515 F. App'x 419
6th Cir.2013Background
- Mellentines obtained two mortgages in 2005, including an Otisville loan later secured by the Otisville property and a separate Owosso loan that was foreclosed previously.
- The Otisville loan was assigned through a chain (WM Specialty Mortgage LLC → CitiResidential → MERS as JP Morgan’s nominee) with Chase as servicer at times.
- Foreclosure proceedings were initiated in 2007–2010 but a 2010 inadvertent foreclosure was expunged, and ownership of Otisville briefly remained with the Mellentines.

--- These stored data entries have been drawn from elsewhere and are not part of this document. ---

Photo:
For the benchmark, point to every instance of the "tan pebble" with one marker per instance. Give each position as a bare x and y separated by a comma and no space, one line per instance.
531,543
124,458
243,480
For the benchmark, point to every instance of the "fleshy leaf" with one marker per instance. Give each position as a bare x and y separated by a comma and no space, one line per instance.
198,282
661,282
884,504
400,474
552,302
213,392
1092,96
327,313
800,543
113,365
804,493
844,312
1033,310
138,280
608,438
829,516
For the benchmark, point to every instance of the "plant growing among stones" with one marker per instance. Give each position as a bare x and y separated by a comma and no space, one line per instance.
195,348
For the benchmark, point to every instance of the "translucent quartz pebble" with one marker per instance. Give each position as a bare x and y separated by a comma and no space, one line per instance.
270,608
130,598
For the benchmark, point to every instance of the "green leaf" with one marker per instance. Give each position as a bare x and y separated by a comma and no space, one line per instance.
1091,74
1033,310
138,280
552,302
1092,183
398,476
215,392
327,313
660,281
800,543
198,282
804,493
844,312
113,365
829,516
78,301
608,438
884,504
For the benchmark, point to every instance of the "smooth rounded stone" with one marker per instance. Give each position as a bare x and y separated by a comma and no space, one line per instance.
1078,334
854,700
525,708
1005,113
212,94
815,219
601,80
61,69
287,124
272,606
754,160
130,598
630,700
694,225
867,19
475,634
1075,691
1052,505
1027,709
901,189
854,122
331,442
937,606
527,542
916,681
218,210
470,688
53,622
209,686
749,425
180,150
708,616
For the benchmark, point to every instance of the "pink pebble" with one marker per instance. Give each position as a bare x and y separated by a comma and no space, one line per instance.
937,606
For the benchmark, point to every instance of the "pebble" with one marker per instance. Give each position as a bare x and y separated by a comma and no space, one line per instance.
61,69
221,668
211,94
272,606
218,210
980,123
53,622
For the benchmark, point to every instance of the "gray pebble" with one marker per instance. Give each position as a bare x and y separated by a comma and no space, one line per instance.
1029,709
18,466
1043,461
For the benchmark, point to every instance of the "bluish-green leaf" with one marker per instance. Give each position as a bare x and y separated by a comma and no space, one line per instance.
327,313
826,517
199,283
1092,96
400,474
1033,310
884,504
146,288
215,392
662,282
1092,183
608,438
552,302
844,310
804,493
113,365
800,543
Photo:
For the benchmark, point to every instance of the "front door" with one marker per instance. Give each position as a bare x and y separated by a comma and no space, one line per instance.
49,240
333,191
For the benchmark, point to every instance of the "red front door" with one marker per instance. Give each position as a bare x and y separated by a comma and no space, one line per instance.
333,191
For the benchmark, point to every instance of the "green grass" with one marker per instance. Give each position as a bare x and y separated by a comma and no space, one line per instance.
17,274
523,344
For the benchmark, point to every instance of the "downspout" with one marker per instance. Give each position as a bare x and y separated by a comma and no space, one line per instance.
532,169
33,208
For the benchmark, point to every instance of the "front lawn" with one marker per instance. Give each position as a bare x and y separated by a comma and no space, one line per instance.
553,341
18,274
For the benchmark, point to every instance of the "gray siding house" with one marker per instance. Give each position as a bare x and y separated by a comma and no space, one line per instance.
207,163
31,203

- In 2010, the Mellentines sent a Qualified Written Request under RESPA to Chase; Chase acknowledged and responded, but allegedly not timely.
- Plaintiffs filed suit in Michigan state court in March 2011, which was removed to the Eastern District of Michigan; federal claims under TILA, HOEPA, RESPA, and the FDCPA were asserted.
- After amendments, the district court dismissed, leaving RESPA and FDCPA claims; the court granted some motions to dismiss or for judgment on the pleadings, and the case was ultimately denied for leave to amend informally.
- The district court’s October 2011 order dismissed the case; the Mellentines appealed.
Issues
| Issue | Plaintiff's Argument | Defendant's Argument | Held |
|---|---|---|---|
| Whether Orlans is a debt collector under FDCPA | Orlans held itself out as a debt collector and pursued foreclosure for Chase’s debt. | Orlans is not a debt collector under the FDCPA’s scope when acting as counsel for a lender in a foreclosure. | Orlans can be a debt collector; the complaint plausibly states FDCPA liability. |
| Whether remaining FDCPA claims against Chase, MERS, WM, Ameriquest, CitiRL were properly dismissed | FDCPA claims timing and factual pleading were adequate to state claims. | Defendants lacked specific facts showing violations and some claims were time-barred. | We remanded or affirmed dismissal consistent with the FDCPA pleading standard; some claims were treated as waived. |
| Whether Chase’s RESPA claim survived pleading | Chase violated RESPA by responding late to the QWR and causing damages. | No damages or pattern of noncompliance pleaded under RESPA § 2605(f). | Complaint stated a RESPA claim; dismissal reversed and remanded for further proceedings. |
| Whether Orlans’ RESPA claim on appeal was abandoned | RESPA claims against Orlans were preserved on appeal. | Issues not raised on appeal are abandoned. | RESPA claim against Orlans deemed abandoned on appeal. |
| Whether the district court abused its discretion in denying leave to amend | Amendment should be freely allowed to cure pleading deficiencies. | No proper motion to amend; district court did not abuse its discretion. | Abuse of discretion not shown; district court did not err in not granting informal amendment. |
Key Cases Cited
- Ashcroft v. Iqbal, 556 U.S. 662 (U.S. 2009) (plausibility standard for pleading required)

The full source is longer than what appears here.